「後藤先生、男達に殴られたのですよね!?ハンカチで顔を抑えてますが―――――――」
「菅原さんの痛みに比べれば、大したことはないわ。それよりも、ノートを奪われてしまっては、いじめの実態を証明できない・・・!!」
「後藤先生・・・。」
「後藤ちゃんだけの責任じゃないよ!私も犯人を追いかけたけど、取り押さえることができなかった!ふがいない!!」
「それは違います、船越さん!船越さんは、倒れた私に真っ先駆け寄り、手当てして下さったじゃないですか!?だから、顔もそこまで痛みません。」
「何言ってんだい!?濡れたハンカチで冷やさないといけないほど、顔がはれてるじゃないかい!?」
「え!?ちょっと後藤先生!見せて頂いてよろしいですか!?」
「え!?・・・ええ。」
ばつが悪そうにうなずくと、後藤先生は頬を抑えるハンカチをどける。
「な!?」
見れば、あざが出来て、腫れ上がっていた。
「なんてひどい顔に!!私のせいで―――――――申し訳ありませんでした!!」
苦しくなる。
必死で謝れば―――――――
「菅原さんは悪くないわ!!」
そんな私を後藤先生は抱きしめてくれた。
「悪いのは、私を襲った男性達です!襲った上に、窃盗までして!!被害届を出します!!」
そう言いながら、後藤先生が伊藤巡査を見る。
これに伊藤巡査は首を大きく縦に振る。
「わかりました。

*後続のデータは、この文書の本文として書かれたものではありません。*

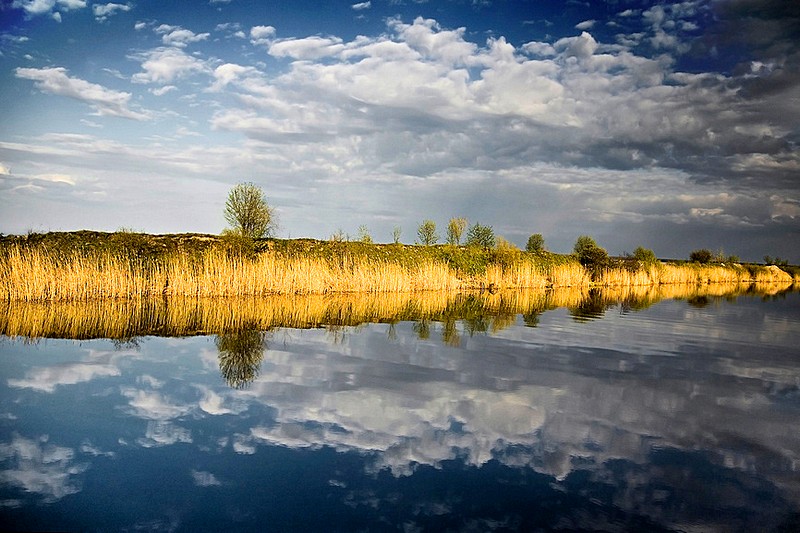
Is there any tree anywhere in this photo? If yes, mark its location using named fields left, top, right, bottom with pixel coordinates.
left=358, top=224, right=372, bottom=244
left=574, top=235, right=608, bottom=274
left=447, top=218, right=467, bottom=246
left=525, top=233, right=544, bottom=252
left=689, top=248, right=714, bottom=264
left=417, top=220, right=439, bottom=246
left=392, top=226, right=403, bottom=244
left=633, top=246, right=658, bottom=263
left=467, top=222, right=495, bottom=250
left=224, top=182, right=275, bottom=239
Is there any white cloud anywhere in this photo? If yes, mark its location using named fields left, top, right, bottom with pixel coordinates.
left=150, top=85, right=178, bottom=96
left=92, top=3, right=130, bottom=22
left=15, top=67, right=149, bottom=120
left=250, top=26, right=275, bottom=45
left=154, top=24, right=211, bottom=48
left=268, top=37, right=344, bottom=59
left=0, top=434, right=88, bottom=503
left=11, top=0, right=86, bottom=22
left=122, top=388, right=191, bottom=421
left=136, top=420, right=192, bottom=448
left=208, top=63, right=258, bottom=92
left=132, top=47, right=208, bottom=84
left=192, top=470, right=222, bottom=487
left=8, top=362, right=120, bottom=392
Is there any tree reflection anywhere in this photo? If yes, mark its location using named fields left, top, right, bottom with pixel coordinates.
left=569, top=289, right=615, bottom=322
left=214, top=323, right=267, bottom=389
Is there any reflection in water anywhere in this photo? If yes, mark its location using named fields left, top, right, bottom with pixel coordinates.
left=0, top=284, right=791, bottom=343
left=0, top=287, right=800, bottom=531
left=215, top=323, right=267, bottom=389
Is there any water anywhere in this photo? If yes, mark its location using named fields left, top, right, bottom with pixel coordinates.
left=0, top=292, right=800, bottom=531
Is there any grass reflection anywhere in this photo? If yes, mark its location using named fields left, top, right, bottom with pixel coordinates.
left=0, top=283, right=792, bottom=338
left=215, top=322, right=267, bottom=389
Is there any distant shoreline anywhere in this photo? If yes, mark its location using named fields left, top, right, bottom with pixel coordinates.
left=0, top=231, right=800, bottom=301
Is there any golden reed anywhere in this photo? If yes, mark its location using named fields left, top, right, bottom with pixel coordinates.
left=0, top=246, right=793, bottom=302
left=0, top=283, right=791, bottom=339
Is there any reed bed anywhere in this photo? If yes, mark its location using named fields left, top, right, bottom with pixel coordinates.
left=0, top=245, right=793, bottom=301
left=0, top=283, right=791, bottom=340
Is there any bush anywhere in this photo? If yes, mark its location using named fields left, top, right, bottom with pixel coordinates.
left=224, top=183, right=275, bottom=239
left=417, top=220, right=439, bottom=246
left=574, top=235, right=609, bottom=276
left=525, top=233, right=544, bottom=253
left=494, top=237, right=522, bottom=266
left=467, top=222, right=495, bottom=250
left=689, top=248, right=714, bottom=264
left=447, top=218, right=467, bottom=246
left=633, top=246, right=658, bottom=264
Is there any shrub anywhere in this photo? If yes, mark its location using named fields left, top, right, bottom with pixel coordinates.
left=467, top=222, right=495, bottom=250
left=689, top=248, right=714, bottom=264
left=574, top=235, right=609, bottom=277
left=447, top=218, right=467, bottom=246
left=494, top=237, right=522, bottom=266
left=224, top=183, right=275, bottom=239
left=358, top=224, right=372, bottom=244
left=417, top=220, right=439, bottom=246
left=392, top=226, right=403, bottom=244
left=633, top=246, right=658, bottom=264
left=525, top=233, right=544, bottom=253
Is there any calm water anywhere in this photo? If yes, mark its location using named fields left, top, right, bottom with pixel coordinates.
left=0, top=292, right=800, bottom=531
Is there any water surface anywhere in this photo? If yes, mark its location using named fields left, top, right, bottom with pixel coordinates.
left=0, top=291, right=800, bottom=531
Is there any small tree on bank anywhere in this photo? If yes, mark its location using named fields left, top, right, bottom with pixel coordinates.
left=417, top=220, right=439, bottom=246
left=224, top=182, right=275, bottom=239
left=574, top=235, right=608, bottom=274
left=447, top=218, right=467, bottom=246
left=467, top=222, right=495, bottom=250
left=525, top=233, right=544, bottom=253
left=633, top=246, right=658, bottom=264
left=689, top=248, right=714, bottom=264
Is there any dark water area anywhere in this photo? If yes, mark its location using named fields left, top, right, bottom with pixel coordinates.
left=0, top=292, right=800, bottom=532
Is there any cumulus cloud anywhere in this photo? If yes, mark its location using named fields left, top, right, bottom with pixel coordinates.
left=0, top=433, right=88, bottom=503
left=132, top=47, right=208, bottom=85
left=8, top=363, right=120, bottom=392
left=154, top=24, right=211, bottom=48
left=250, top=26, right=276, bottom=46
left=92, top=3, right=131, bottom=22
left=14, top=67, right=150, bottom=120
left=122, top=388, right=191, bottom=420
left=11, top=0, right=86, bottom=22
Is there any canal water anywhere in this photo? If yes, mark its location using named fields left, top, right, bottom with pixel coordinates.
left=0, top=291, right=800, bottom=531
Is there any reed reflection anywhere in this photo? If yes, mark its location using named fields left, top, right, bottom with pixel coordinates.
left=214, top=323, right=267, bottom=389
left=0, top=284, right=792, bottom=338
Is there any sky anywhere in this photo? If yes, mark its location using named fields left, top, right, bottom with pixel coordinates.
left=0, top=0, right=800, bottom=263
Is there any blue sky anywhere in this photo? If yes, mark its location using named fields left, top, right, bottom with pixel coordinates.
left=0, top=0, right=800, bottom=262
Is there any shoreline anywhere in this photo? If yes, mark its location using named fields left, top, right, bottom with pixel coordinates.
left=0, top=232, right=800, bottom=302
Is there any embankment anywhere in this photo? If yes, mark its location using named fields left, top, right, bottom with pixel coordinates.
left=0, top=232, right=797, bottom=301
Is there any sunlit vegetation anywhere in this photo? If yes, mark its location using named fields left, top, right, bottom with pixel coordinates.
left=0, top=283, right=791, bottom=340
left=417, top=220, right=439, bottom=246
left=0, top=231, right=800, bottom=301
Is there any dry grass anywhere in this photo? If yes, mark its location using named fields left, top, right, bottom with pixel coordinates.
left=0, top=283, right=791, bottom=340
left=0, top=245, right=792, bottom=302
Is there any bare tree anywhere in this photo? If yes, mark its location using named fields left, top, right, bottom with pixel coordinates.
left=224, top=182, right=275, bottom=239
left=447, top=218, right=467, bottom=246
left=417, top=220, right=439, bottom=246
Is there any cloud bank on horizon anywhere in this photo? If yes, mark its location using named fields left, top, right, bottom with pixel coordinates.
left=0, top=0, right=800, bottom=262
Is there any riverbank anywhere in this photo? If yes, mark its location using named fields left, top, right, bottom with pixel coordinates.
left=0, top=231, right=800, bottom=301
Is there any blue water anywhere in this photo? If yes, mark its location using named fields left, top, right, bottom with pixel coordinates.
left=0, top=292, right=800, bottom=531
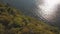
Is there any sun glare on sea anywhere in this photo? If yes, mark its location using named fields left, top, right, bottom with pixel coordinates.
left=38, top=0, right=60, bottom=20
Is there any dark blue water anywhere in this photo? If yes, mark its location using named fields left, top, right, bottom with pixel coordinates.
left=0, top=0, right=60, bottom=27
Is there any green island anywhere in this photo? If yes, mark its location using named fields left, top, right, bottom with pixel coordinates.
left=0, top=3, right=60, bottom=34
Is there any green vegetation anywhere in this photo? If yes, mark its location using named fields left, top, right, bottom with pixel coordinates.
left=0, top=4, right=60, bottom=34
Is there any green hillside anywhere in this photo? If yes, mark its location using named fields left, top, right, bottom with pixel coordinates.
left=0, top=3, right=60, bottom=34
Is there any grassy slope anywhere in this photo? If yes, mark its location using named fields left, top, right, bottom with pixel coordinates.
left=0, top=4, right=59, bottom=34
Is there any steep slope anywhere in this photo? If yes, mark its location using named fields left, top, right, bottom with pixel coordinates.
left=0, top=3, right=60, bottom=34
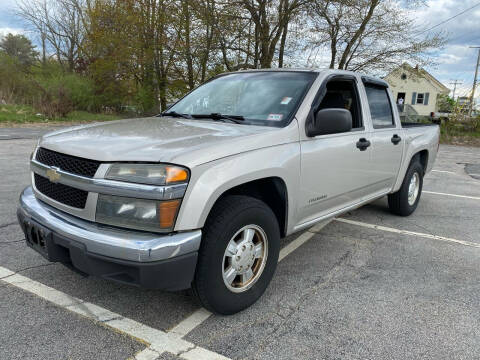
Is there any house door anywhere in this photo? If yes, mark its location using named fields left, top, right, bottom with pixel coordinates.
left=396, top=93, right=405, bottom=113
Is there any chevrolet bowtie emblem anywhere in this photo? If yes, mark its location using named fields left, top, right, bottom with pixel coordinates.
left=47, top=167, right=62, bottom=182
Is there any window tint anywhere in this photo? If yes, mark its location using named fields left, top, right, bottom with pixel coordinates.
left=365, top=85, right=394, bottom=128
left=168, top=71, right=318, bottom=127
left=319, top=80, right=363, bottom=129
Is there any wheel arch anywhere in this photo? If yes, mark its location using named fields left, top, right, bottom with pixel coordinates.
left=391, top=148, right=429, bottom=193
left=209, top=176, right=288, bottom=237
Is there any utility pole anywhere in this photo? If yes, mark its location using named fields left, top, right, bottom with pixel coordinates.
left=450, top=79, right=463, bottom=100
left=468, top=46, right=480, bottom=118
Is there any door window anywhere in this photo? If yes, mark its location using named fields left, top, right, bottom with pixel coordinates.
left=365, top=85, right=395, bottom=129
left=318, top=79, right=363, bottom=130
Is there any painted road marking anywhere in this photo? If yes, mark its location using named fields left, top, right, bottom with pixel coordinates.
left=422, top=190, right=480, bottom=200
left=278, top=220, right=331, bottom=262
left=0, top=266, right=228, bottom=360
left=335, top=218, right=480, bottom=248
left=432, top=170, right=460, bottom=175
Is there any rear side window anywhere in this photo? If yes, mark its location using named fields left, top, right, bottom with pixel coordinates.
left=365, top=85, right=395, bottom=128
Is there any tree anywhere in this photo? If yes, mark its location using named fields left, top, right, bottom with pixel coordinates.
left=239, top=0, right=307, bottom=68
left=308, top=0, right=445, bottom=71
left=0, top=34, right=38, bottom=67
left=17, top=0, right=88, bottom=71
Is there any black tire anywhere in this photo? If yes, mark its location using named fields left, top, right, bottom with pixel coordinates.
left=192, top=195, right=280, bottom=315
left=388, top=159, right=423, bottom=216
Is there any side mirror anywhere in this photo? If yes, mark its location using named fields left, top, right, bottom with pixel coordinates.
left=307, top=108, right=352, bottom=137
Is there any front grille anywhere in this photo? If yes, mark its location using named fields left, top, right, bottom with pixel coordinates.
left=35, top=148, right=100, bottom=178
left=34, top=174, right=88, bottom=209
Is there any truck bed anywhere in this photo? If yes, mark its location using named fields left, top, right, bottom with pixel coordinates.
left=402, top=122, right=438, bottom=128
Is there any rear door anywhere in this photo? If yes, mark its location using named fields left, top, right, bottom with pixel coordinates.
left=297, top=75, right=372, bottom=228
left=363, top=78, right=404, bottom=194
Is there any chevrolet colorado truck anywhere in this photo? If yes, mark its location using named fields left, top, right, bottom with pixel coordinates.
left=18, top=70, right=439, bottom=314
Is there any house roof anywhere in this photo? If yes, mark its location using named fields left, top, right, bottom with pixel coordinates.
left=385, top=62, right=450, bottom=93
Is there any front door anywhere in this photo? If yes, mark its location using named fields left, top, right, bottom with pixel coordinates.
left=365, top=83, right=404, bottom=193
left=296, top=77, right=372, bottom=228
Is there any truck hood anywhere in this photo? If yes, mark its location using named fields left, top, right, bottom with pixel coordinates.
left=40, top=117, right=298, bottom=167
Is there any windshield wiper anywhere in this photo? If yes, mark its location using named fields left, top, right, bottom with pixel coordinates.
left=192, top=113, right=245, bottom=124
left=159, top=111, right=192, bottom=119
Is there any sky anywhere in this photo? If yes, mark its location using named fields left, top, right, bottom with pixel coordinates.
left=0, top=0, right=480, bottom=102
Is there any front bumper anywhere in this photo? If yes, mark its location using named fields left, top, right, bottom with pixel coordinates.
left=17, top=187, right=201, bottom=290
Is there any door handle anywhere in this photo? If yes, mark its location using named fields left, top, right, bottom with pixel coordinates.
left=357, top=138, right=371, bottom=151
left=392, top=134, right=402, bottom=145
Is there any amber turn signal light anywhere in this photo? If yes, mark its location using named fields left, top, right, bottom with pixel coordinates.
left=158, top=199, right=180, bottom=229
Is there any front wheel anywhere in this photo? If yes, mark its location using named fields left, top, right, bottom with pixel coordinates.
left=388, top=161, right=423, bottom=216
left=193, top=195, right=280, bottom=315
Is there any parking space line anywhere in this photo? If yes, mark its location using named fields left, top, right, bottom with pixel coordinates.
left=169, top=308, right=212, bottom=337
left=335, top=218, right=480, bottom=248
left=432, top=170, right=460, bottom=175
left=422, top=190, right=480, bottom=200
left=0, top=266, right=228, bottom=360
left=135, top=347, right=160, bottom=360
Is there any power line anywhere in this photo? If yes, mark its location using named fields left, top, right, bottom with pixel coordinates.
left=417, top=2, right=480, bottom=35
left=450, top=79, right=463, bottom=100
left=468, top=46, right=480, bottom=117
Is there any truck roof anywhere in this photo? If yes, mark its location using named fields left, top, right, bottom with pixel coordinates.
left=231, top=68, right=389, bottom=87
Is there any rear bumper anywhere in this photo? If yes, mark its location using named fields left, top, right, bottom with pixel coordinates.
left=17, top=187, right=201, bottom=290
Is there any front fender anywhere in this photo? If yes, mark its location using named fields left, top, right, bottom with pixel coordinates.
left=175, top=142, right=300, bottom=231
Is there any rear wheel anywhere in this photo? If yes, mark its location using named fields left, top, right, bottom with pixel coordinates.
left=193, top=195, right=280, bottom=315
left=388, top=160, right=423, bottom=216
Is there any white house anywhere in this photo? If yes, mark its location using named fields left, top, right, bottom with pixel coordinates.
left=384, top=63, right=450, bottom=116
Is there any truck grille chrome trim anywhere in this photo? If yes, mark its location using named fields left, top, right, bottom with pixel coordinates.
left=35, top=148, right=101, bottom=178
left=34, top=174, right=88, bottom=209
left=19, top=186, right=202, bottom=262
left=30, top=160, right=187, bottom=200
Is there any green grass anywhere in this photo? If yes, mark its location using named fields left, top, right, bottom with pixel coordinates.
left=0, top=105, right=122, bottom=125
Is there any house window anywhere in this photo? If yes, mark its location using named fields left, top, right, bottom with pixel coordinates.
left=417, top=94, right=424, bottom=104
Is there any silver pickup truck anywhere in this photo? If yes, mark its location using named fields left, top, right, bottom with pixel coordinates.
left=18, top=70, right=439, bottom=314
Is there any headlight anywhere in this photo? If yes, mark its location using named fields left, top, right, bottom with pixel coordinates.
left=105, top=164, right=188, bottom=186
left=96, top=194, right=181, bottom=232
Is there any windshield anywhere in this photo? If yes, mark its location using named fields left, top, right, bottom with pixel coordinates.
left=167, top=71, right=317, bottom=127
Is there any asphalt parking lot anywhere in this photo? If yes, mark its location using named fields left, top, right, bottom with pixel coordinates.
left=0, top=129, right=480, bottom=359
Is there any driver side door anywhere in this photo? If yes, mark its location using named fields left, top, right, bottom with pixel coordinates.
left=296, top=76, right=373, bottom=228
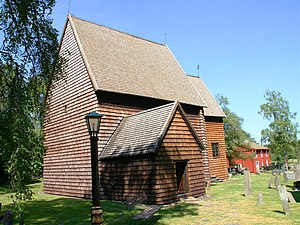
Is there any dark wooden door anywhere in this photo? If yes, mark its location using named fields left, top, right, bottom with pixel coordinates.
left=176, top=161, right=189, bottom=194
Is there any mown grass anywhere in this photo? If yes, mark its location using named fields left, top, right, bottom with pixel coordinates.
left=0, top=174, right=300, bottom=225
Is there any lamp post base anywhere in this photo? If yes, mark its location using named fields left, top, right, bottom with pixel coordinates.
left=91, top=206, right=104, bottom=225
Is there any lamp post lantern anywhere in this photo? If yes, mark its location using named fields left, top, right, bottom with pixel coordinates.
left=85, top=112, right=104, bottom=225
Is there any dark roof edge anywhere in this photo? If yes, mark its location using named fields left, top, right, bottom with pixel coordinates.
left=70, top=14, right=165, bottom=46
left=178, top=104, right=205, bottom=150
left=68, top=14, right=99, bottom=91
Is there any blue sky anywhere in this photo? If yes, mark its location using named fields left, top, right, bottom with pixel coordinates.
left=52, top=0, right=300, bottom=141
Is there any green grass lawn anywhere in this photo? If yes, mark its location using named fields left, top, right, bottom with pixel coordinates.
left=0, top=174, right=300, bottom=225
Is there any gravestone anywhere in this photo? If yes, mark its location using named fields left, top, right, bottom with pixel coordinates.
left=4, top=210, right=14, bottom=225
left=287, top=192, right=296, bottom=203
left=278, top=185, right=291, bottom=215
left=295, top=164, right=300, bottom=181
left=268, top=177, right=273, bottom=188
left=244, top=170, right=252, bottom=197
left=294, top=180, right=300, bottom=191
left=257, top=193, right=264, bottom=205
left=274, top=175, right=280, bottom=190
left=284, top=171, right=295, bottom=182
left=206, top=180, right=210, bottom=190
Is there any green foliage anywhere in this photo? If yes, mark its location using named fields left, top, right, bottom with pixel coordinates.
left=0, top=0, right=58, bottom=208
left=216, top=95, right=255, bottom=165
left=259, top=90, right=299, bottom=163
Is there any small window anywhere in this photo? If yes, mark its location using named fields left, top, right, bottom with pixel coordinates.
left=211, top=143, right=220, bottom=159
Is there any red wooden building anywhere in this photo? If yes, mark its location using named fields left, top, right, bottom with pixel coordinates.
left=233, top=142, right=271, bottom=173
left=43, top=16, right=227, bottom=204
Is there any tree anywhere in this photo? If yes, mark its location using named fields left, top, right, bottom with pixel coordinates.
left=0, top=0, right=60, bottom=211
left=259, top=90, right=299, bottom=163
left=216, top=95, right=255, bottom=164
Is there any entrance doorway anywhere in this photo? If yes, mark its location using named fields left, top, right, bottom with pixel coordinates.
left=176, top=161, right=189, bottom=195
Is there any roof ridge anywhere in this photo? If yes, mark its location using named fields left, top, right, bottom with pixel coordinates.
left=124, top=100, right=178, bottom=119
left=70, top=14, right=166, bottom=46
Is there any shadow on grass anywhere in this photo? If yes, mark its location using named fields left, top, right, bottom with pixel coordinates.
left=1, top=196, right=199, bottom=225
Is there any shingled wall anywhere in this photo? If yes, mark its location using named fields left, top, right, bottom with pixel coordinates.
left=205, top=117, right=228, bottom=179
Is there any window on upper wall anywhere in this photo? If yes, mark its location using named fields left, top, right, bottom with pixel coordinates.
left=211, top=143, right=220, bottom=159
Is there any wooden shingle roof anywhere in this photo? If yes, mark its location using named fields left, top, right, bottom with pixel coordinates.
left=188, top=75, right=226, bottom=117
left=249, top=142, right=270, bottom=150
left=68, top=16, right=206, bottom=107
left=100, top=101, right=204, bottom=159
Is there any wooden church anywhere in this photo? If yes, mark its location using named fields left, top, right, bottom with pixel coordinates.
left=43, top=15, right=227, bottom=204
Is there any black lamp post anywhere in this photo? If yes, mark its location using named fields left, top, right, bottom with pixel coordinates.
left=85, top=112, right=104, bottom=225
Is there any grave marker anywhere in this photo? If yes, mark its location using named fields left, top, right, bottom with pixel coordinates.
left=257, top=193, right=264, bottom=205
left=244, top=170, right=252, bottom=197
left=268, top=177, right=273, bottom=188
left=274, top=175, right=280, bottom=190
left=278, top=185, right=291, bottom=215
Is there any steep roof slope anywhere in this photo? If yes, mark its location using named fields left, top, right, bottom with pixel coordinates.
left=188, top=75, right=226, bottom=117
left=68, top=16, right=206, bottom=107
left=249, top=142, right=270, bottom=150
left=100, top=101, right=203, bottom=159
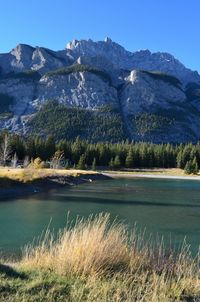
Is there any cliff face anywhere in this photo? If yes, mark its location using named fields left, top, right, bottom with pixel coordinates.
left=0, top=38, right=200, bottom=142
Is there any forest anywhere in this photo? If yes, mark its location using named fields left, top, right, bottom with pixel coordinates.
left=0, top=131, right=200, bottom=174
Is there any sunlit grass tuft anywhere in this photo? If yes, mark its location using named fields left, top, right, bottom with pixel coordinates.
left=0, top=214, right=200, bottom=302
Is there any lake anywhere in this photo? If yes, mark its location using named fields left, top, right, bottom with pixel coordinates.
left=0, top=178, right=200, bottom=255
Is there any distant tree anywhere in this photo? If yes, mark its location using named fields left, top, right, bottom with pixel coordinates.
left=76, top=154, right=86, bottom=170
left=184, top=160, right=192, bottom=174
left=92, top=157, right=97, bottom=171
left=125, top=148, right=134, bottom=168
left=113, top=155, right=121, bottom=169
left=11, top=152, right=18, bottom=168
left=108, top=158, right=114, bottom=170
left=50, top=150, right=65, bottom=169
left=0, top=133, right=12, bottom=166
left=23, top=156, right=30, bottom=168
left=192, top=156, right=199, bottom=174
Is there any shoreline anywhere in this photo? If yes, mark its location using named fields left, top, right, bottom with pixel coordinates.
left=0, top=171, right=110, bottom=202
left=101, top=171, right=200, bottom=181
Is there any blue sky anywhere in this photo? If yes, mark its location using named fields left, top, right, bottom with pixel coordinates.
left=0, top=0, right=200, bottom=71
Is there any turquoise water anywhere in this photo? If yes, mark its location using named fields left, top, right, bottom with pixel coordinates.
left=0, top=178, right=200, bottom=254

そのつもりで、被害届を作成しましょう。」
「お願いします!盗まれたのは、私個人の物ではなく、生徒のものです!それも、卑劣ないじめを受けた記録ノートです!必ず、犯人を捕まえて下さい!」
「もちろんです!必ず捕まえ―――――――――」
「捕まえられる保証はないですな~」
「「え!?」」
「なんだって!?」
伊藤巡査の断言をさえぎる言葉。
それで私と後藤先生の声が重なり、船越師範が眉をひそめる。
船越師範は、低い声で聞き返した。